In this example, Mr. A has learned the average numbers of red, yellow, and green orders for some past days and wants to update his predictions of today’s orders on this information. So he decides that the expected values of his distributions should be equal to those averages, and that he should find the distribution that makes the least assumptions, given those constraints. I at least agree that entropy is a good measure of how little assumptions your distribution makes. The point I’m confused about is how you get from “the average of this number in past observations is N” to “the expected value of our distribution for a future observation has to be N but we should put no other information in it”.
I agree that it’s implausible that Mr A has enough data to be confident of the averages, but not enough data to draw any other conclutions. Such is often the case with math execises. :shrug:
Second, why are you even finding a distribution that is constrainedly optimal in the first place, rather than just taking your prior distribution over sequences of results and your observations, and using Bayes’ Theorem to update your probabilities for future results? Even if you don’t know anything other than the average value, you can still take your distribution over sequences of results, update it on this information (eliminating the possible outcome sequences that don’t have this average value), and then find the distribution P(NextResult|AverageValue) by integrating P(NextResult|PastResults)P(PastResults|AverageValue) over the possible PastResults. This seems like the correct thing to do according to Bayesian probability theory, and it’s very different from doing constrained optimization to find a distribution.

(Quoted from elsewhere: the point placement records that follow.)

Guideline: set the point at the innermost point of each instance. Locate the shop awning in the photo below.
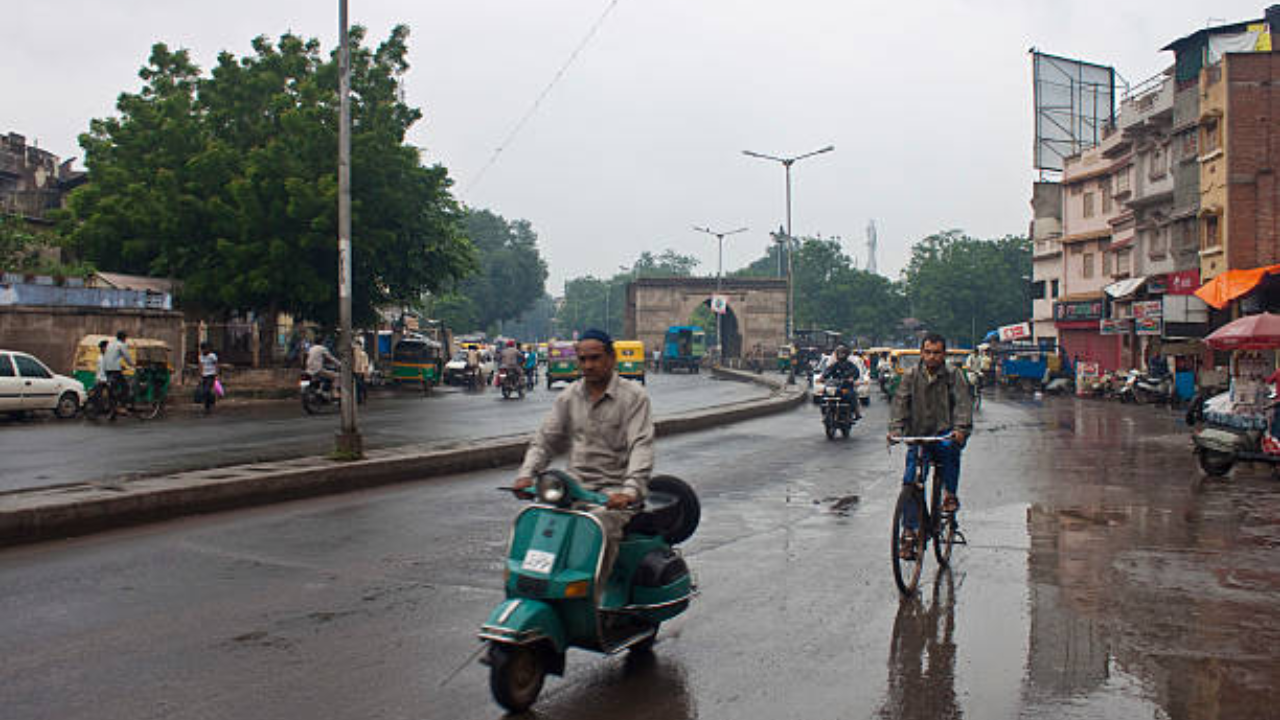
(1125, 287)
(1232, 285)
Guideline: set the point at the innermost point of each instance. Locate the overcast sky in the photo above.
(928, 104)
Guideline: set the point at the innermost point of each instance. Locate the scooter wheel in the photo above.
(1214, 463)
(516, 675)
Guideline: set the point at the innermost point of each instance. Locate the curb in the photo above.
(36, 515)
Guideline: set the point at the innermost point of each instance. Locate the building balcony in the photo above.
(1148, 103)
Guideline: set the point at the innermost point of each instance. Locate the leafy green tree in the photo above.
(600, 302)
(228, 183)
(961, 287)
(24, 250)
(512, 274)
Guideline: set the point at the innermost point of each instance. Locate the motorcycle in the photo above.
(511, 383)
(837, 408)
(318, 393)
(1221, 438)
(556, 597)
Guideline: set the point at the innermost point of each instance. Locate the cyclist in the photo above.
(932, 400)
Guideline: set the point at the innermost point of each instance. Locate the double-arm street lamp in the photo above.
(720, 273)
(786, 164)
(348, 441)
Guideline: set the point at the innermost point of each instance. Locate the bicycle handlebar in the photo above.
(920, 440)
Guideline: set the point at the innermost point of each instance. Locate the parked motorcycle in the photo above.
(511, 383)
(556, 597)
(1221, 438)
(1143, 388)
(837, 408)
(318, 393)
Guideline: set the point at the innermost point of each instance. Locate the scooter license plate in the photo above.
(539, 561)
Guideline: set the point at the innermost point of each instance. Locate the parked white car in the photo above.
(27, 384)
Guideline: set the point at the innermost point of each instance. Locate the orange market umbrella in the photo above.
(1252, 332)
(1233, 283)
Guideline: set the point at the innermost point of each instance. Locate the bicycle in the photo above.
(931, 523)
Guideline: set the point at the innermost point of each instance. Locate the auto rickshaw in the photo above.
(149, 373)
(900, 360)
(417, 360)
(562, 364)
(630, 355)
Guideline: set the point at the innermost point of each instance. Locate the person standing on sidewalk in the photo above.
(360, 368)
(208, 377)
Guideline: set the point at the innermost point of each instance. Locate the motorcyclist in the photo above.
(511, 360)
(606, 425)
(844, 369)
(319, 363)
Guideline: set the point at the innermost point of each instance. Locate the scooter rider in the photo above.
(606, 425)
(318, 359)
(844, 369)
(510, 359)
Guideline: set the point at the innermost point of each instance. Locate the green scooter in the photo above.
(554, 596)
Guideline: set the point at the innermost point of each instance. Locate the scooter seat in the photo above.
(661, 510)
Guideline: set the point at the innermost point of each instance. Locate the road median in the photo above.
(82, 509)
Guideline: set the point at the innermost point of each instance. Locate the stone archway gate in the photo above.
(759, 305)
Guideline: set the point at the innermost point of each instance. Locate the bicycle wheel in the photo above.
(906, 572)
(944, 524)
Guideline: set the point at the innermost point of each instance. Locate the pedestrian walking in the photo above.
(208, 392)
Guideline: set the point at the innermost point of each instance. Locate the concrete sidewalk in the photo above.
(73, 510)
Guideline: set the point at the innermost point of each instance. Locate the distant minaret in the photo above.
(871, 246)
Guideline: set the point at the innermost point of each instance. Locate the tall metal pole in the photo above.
(348, 441)
(786, 163)
(720, 274)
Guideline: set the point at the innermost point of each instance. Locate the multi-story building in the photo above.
(32, 181)
(1092, 218)
(1046, 232)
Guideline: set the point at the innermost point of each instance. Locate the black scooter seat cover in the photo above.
(659, 568)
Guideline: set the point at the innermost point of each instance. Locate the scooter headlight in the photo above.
(551, 490)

In the example in the post, what would you say is the “prior distribution over sequences of results”? All Mr A has is a probability distribution for widgets each day. If I would naively turn that in distributions over sequences of widget orders each day, the simplest option is to assume inedpenent draw from that distribution each day. But then Mr A is in the same situation as the “poorly informed robot”
The reason one can’t use Bayes rule in this case is because of a type error. If Mr A had a prior probaility distribution over probability distributions, P[P_i], then he could use Bays rule, to calculate a posteriour of P[P_i], and then integrage P_final = Sum_i P[P_i] P_i. But the porblem with this is that the anser will defpend on how you generalise from P[N,N,N] to P[P_i], and there isn’t a unique way to do this.

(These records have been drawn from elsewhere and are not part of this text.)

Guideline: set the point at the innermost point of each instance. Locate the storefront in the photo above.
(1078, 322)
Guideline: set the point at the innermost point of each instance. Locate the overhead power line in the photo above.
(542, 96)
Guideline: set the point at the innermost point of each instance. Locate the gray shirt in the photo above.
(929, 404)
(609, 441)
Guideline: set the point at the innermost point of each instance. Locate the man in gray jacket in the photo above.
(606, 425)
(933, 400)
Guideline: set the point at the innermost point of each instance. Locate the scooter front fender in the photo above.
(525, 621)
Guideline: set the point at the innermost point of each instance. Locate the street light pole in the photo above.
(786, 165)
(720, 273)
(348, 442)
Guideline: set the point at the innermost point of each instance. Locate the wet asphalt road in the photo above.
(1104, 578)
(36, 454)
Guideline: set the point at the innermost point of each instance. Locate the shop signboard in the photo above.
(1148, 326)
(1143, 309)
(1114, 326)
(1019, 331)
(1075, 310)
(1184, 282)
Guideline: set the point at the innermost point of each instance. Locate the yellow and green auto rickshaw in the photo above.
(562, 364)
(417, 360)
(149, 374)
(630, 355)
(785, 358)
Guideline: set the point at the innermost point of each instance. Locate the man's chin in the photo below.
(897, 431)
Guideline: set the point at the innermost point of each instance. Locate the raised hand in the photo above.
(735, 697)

In the example in the post, what would you say is the “prior distribution over sequences of results”?
I don’t actually know.
If it’s a binary experiment, like a “biased coin” that outputs either Heads or Tails, an appropriate distribution is Laplace’s Rule of Succession (like I mentioned). Laplace’s Rule has a parameter p that is the “objective probability” of Heads, in the sense that if we know p our probabilities for each result giving Heads is p independently. (I don’t think it makes sense to think of p as an actual probability, since it’s not anybody’s belief; I think a more correct interpretation of it is the fraction of the space of possible initial states that ends up in heads.)
Then the results are independent given the latent variable p, but since we initially don’t know p they’re not actually independent; learning one result gives us information about p, which we can use to infer things about the next result. It ends up giving more probability to the sequences with almost all Heads or Tails. (If after seeing a Head, another Head becomes more probable, the sequence HH must necessarily have more probability than the sequence HT.)

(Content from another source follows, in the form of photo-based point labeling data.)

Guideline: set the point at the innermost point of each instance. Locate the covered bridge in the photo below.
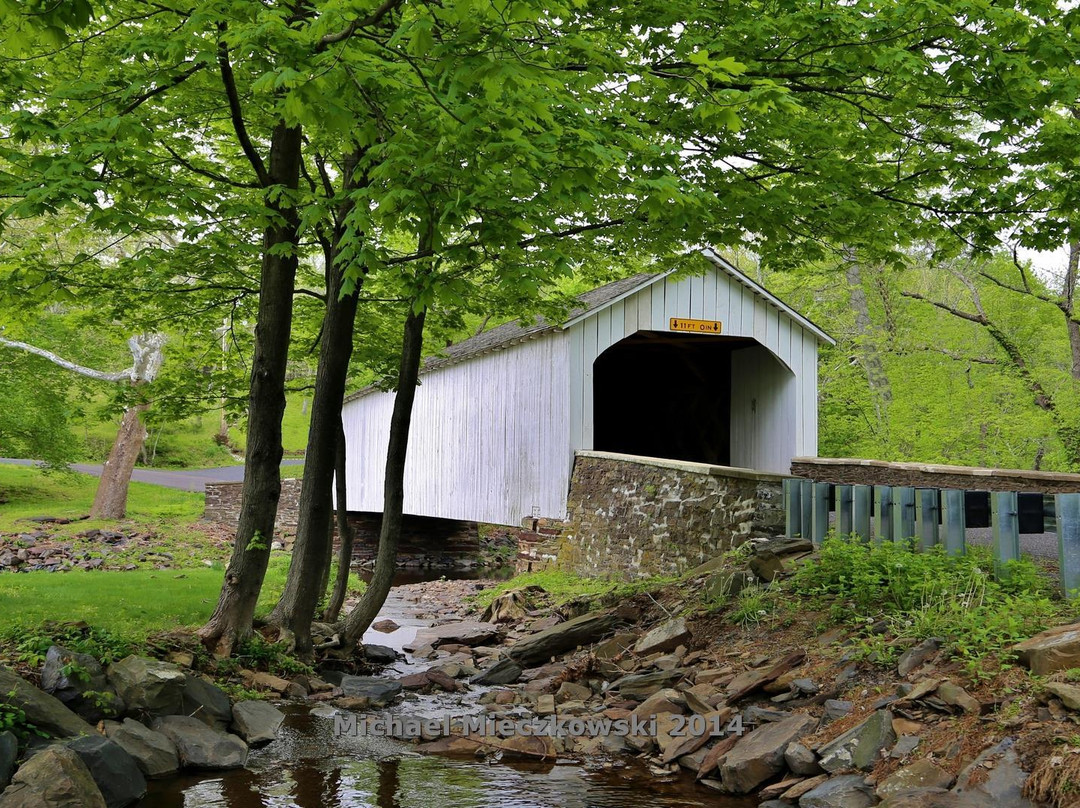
(707, 367)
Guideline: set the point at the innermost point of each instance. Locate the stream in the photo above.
(310, 767)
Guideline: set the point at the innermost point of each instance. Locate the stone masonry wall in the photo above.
(632, 516)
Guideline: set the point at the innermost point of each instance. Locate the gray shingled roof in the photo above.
(516, 331)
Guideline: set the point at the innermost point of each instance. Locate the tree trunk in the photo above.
(346, 536)
(312, 549)
(869, 357)
(110, 501)
(231, 620)
(393, 489)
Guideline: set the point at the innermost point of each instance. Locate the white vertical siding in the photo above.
(489, 442)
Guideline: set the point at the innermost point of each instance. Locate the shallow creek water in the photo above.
(309, 767)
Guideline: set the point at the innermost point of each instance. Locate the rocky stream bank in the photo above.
(784, 716)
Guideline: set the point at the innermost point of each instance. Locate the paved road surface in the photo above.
(191, 480)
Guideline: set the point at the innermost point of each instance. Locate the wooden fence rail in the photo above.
(933, 517)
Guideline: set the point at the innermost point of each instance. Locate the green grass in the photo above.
(131, 605)
(30, 492)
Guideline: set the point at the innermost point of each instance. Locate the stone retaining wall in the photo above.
(633, 516)
(848, 471)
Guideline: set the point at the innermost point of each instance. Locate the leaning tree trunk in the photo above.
(393, 489)
(346, 535)
(232, 618)
(311, 551)
(110, 500)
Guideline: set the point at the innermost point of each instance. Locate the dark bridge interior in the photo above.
(667, 395)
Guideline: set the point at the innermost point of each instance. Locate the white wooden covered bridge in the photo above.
(709, 367)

In this case our variable is the amount of widgets, that has 100 possible values, How do you generalize Laplace’s Rule to that? I don’t know. You could do something exactly like Laplace’s Rule with 100 different “bins” instead of 2, but that wouldn’t actually capture all our intuitions. For example, after getting 34 widgets one day we’d say getting 36 the next day is more likely than getting 77. If there’s an actual distribution people use here, I’d be interested in learning about it.
The problem I have is that with any distribution, we’d perform this process of taking the observed values, updating our distributions for our latent parameters conditional on them, and using the updated distributions to make more precise predictions for future values. This process is very different from assuming that a fact about the frequencies must also hold for our distribution, then finding the “least informative” distribution with that property. In the case of Laplace’s Rule, our probability of Heads (and expected value of p) end up pretty close to the observed frequency of Heads, but that’s not a fundamental fact, it’s derived from the assumptions. Which correspondences do you derive from which assumptions, in the widget case? That is what I’m confused about.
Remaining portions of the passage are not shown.